Marianna głośno wyraża swoje poglądy, a od jakiegoś czasu szczególnie dużo mówiła o popularnych obecnie galach freak fightowych. Wyraźnie nie zgadzała się z ich przebiegiem, a nawet domagała się ich zdelegalizowania. Tym bardziej nikt nie spodziewał się, że pewnego dnia żona polityka sama zostanie zawodniczką i w szczególności, że stanie się to tak szybko!
Zobacz także: Oto odprawa Dominiki Chorosińskiej za dwa tygodnie w rządzie. Co za kwota!

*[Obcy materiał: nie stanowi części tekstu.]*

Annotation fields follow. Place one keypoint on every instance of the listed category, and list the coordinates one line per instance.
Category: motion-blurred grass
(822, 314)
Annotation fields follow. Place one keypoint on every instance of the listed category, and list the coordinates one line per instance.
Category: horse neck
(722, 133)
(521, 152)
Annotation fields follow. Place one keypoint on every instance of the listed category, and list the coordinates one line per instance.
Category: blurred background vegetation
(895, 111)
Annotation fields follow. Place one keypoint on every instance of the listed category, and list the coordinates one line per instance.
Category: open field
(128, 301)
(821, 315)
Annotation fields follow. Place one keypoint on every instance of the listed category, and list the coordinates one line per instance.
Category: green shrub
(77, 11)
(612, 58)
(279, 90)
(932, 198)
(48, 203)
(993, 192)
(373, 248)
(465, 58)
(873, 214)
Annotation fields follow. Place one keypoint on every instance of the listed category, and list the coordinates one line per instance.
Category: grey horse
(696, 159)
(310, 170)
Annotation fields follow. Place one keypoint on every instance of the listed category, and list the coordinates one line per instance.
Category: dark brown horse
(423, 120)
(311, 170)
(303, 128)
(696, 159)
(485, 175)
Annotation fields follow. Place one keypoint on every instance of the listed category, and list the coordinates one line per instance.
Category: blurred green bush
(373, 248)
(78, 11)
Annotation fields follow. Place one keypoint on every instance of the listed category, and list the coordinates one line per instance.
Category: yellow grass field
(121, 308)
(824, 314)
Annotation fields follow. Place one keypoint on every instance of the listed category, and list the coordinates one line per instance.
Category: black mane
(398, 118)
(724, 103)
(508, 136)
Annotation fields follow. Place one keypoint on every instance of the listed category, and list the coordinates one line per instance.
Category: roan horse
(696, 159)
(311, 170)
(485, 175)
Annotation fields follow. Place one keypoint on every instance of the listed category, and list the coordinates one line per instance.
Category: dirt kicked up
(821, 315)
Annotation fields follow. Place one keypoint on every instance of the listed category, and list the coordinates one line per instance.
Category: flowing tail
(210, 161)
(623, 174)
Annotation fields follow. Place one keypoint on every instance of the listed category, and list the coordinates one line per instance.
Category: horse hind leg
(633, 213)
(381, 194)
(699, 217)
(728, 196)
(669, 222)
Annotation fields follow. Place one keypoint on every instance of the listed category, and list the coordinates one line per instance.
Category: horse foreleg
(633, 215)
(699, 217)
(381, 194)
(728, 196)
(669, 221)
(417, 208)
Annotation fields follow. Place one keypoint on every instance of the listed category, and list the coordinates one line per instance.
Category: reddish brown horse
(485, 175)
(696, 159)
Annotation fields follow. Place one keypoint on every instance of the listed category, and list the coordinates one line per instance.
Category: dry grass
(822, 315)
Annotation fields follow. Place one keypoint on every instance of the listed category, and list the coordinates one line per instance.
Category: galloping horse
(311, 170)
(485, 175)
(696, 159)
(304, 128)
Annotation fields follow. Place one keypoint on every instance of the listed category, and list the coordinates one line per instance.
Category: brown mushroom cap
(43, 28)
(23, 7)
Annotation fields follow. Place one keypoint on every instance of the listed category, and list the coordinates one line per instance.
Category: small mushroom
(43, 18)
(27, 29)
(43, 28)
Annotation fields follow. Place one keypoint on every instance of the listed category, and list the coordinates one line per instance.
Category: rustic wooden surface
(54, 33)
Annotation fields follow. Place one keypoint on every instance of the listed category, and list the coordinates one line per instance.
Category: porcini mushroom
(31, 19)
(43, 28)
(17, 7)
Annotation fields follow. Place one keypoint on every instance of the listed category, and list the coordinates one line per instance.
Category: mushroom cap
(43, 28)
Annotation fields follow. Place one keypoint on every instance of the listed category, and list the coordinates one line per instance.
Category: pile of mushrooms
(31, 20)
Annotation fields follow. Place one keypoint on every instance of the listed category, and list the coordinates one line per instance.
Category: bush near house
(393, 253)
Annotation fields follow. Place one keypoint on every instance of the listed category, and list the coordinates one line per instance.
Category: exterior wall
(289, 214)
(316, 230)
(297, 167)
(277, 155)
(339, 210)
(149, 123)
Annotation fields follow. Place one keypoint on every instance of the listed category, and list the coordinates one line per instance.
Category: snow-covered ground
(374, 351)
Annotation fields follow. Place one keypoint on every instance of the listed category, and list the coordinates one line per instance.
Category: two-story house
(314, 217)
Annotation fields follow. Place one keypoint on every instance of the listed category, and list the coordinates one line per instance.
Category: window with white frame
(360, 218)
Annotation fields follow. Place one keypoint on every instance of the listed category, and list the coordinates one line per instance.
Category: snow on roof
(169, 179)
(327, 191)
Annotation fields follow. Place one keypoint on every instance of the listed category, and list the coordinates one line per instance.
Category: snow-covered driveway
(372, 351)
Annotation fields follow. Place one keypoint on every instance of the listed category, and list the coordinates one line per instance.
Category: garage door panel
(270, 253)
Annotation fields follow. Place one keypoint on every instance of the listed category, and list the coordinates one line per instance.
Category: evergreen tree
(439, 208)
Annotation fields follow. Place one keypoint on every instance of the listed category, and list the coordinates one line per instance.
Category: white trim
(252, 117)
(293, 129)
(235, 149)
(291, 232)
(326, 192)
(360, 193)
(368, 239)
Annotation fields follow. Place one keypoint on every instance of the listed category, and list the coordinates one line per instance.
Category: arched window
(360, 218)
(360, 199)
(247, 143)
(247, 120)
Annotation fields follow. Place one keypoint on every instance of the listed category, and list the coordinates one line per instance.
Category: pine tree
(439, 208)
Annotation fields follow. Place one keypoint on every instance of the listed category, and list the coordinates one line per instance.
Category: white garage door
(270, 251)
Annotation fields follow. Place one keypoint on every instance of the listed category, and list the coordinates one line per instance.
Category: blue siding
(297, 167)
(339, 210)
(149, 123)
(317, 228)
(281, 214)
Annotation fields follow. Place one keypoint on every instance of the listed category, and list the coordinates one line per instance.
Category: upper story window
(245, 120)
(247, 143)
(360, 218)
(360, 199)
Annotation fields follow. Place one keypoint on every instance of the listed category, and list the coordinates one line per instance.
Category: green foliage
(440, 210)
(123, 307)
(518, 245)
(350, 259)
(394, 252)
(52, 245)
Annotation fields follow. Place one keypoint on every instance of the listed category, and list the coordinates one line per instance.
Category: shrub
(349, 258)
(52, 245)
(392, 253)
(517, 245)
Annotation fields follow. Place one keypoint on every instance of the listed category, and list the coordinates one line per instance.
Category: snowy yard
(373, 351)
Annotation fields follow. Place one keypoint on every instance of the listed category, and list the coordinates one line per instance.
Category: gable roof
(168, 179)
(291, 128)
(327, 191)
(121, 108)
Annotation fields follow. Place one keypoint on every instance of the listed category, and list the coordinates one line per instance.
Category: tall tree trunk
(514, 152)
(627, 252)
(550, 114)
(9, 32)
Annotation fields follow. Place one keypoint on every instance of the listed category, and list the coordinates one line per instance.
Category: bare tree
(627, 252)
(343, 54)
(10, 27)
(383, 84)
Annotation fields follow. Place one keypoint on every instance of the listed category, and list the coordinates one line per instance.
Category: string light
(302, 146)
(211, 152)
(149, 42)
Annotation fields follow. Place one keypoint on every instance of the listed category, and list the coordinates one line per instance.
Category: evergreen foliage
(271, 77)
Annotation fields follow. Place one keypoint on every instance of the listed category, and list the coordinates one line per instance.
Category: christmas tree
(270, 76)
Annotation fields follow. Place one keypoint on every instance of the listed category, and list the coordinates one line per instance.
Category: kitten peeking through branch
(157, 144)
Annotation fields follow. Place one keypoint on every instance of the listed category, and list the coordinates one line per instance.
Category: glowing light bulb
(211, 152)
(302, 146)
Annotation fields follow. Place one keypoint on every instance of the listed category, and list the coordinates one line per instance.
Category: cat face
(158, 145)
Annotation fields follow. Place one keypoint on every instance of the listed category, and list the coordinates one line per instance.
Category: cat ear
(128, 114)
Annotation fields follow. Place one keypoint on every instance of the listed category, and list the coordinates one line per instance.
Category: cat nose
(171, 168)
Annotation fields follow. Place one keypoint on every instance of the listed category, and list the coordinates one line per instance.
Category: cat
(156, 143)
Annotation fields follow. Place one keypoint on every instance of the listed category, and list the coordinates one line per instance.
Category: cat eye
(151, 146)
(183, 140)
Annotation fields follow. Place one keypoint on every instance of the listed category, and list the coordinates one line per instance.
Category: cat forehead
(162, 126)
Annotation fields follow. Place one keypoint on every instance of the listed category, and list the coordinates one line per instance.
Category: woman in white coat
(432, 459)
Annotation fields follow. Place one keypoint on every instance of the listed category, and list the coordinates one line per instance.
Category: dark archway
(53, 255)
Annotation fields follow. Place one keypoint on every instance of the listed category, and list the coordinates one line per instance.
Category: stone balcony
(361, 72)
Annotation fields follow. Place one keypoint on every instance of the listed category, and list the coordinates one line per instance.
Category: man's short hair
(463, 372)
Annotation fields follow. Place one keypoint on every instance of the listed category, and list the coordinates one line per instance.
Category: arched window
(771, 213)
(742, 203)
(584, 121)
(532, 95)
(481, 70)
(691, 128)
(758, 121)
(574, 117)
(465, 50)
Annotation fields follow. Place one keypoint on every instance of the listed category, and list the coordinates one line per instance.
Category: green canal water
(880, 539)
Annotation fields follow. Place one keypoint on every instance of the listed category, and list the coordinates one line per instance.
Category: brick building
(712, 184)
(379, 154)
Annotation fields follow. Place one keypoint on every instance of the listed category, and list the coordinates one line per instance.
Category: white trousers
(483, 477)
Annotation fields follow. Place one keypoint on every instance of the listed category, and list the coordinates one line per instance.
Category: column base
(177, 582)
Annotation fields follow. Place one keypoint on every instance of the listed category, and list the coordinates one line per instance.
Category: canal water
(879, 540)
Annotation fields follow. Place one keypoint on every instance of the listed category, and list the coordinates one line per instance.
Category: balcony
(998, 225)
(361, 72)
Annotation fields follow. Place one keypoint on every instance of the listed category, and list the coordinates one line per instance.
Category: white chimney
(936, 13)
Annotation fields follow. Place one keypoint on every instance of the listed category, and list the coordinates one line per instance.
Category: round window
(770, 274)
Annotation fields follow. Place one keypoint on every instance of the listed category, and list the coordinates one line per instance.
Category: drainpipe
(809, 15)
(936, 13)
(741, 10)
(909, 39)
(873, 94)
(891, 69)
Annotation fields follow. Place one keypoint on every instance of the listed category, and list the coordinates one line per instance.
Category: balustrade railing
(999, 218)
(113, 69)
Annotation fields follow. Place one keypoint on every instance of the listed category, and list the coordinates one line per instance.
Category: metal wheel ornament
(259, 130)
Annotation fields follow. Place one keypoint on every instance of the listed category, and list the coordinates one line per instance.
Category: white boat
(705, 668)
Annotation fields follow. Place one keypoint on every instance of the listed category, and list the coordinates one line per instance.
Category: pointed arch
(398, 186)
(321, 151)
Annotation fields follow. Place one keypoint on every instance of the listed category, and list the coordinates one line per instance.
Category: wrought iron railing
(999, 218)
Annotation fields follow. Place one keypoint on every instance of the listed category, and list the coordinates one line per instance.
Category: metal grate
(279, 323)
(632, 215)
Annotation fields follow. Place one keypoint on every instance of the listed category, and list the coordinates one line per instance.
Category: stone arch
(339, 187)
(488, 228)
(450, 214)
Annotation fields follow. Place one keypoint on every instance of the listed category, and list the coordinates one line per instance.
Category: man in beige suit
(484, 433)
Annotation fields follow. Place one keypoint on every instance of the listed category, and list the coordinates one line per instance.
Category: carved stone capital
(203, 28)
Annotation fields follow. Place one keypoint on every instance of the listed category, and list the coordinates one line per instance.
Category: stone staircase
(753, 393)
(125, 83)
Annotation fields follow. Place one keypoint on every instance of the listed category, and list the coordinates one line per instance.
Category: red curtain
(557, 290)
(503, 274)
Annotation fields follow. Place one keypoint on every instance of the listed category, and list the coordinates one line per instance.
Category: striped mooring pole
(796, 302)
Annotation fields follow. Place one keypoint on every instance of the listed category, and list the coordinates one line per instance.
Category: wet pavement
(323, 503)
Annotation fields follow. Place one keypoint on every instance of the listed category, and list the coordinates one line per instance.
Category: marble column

Ogłoszenie Marianny spotkało się z ogromnym hejtem. Wielu internautów zarzuciło jej hipokryzję i przypomniało, że zaledwie kilka tygodni wcześniej ostro krytykowała walki MMA. Tymczasem 31-latka zdążyła już wziąć udział w konferencji, na której, według obserwatorów, nie poradziła sobie najlepiej. Jej przeciwniczką okazała się dziennikarka, Monika Laskowska, natomiast sama gala ma odbyć się 29 grudnia! Na swoim Instagramie Marianna wydała specjalne oświadczenie, w którym wyjaśniła, dlaczego zgodziła się na walkę.
Mogłabym, jak wiele osób walczących we freak fightach, tworzyć jakąś legendę, że ''od dziecka kocham sporty walki, że potrzebny jest mi zastrzyk adrenaliny itd.'', ale tak jak zawsze - CHCĘ BYĆ Z WAMI SZCZERA. Na pewno istotnym elementem (chyba tak jak dla wszystkich zawodników) jest czynnik finansowy, który spowodował, że zaczęłam o tym w ogóle myśleć na poważnie i który wydaje mi się mógł przeważyć
Dalej Marianna przyznała, że za cel ustawiła sobie udowodnienie widzom, iż możliwy jest udział we freak fightach i jednocześnie "reprezentowanie sobą coś więcej, niż tylko przekleństwa, groźby i wyzwiska". Tym razem jednak nie chciała zdradzić, jak na wieść o walce zareagował jej mąż. Pod postem znów zaroiło się od negatywnych komentarzy i wygląda na to, że Marianna nie może zbyt liczyć na wsparcie internautów.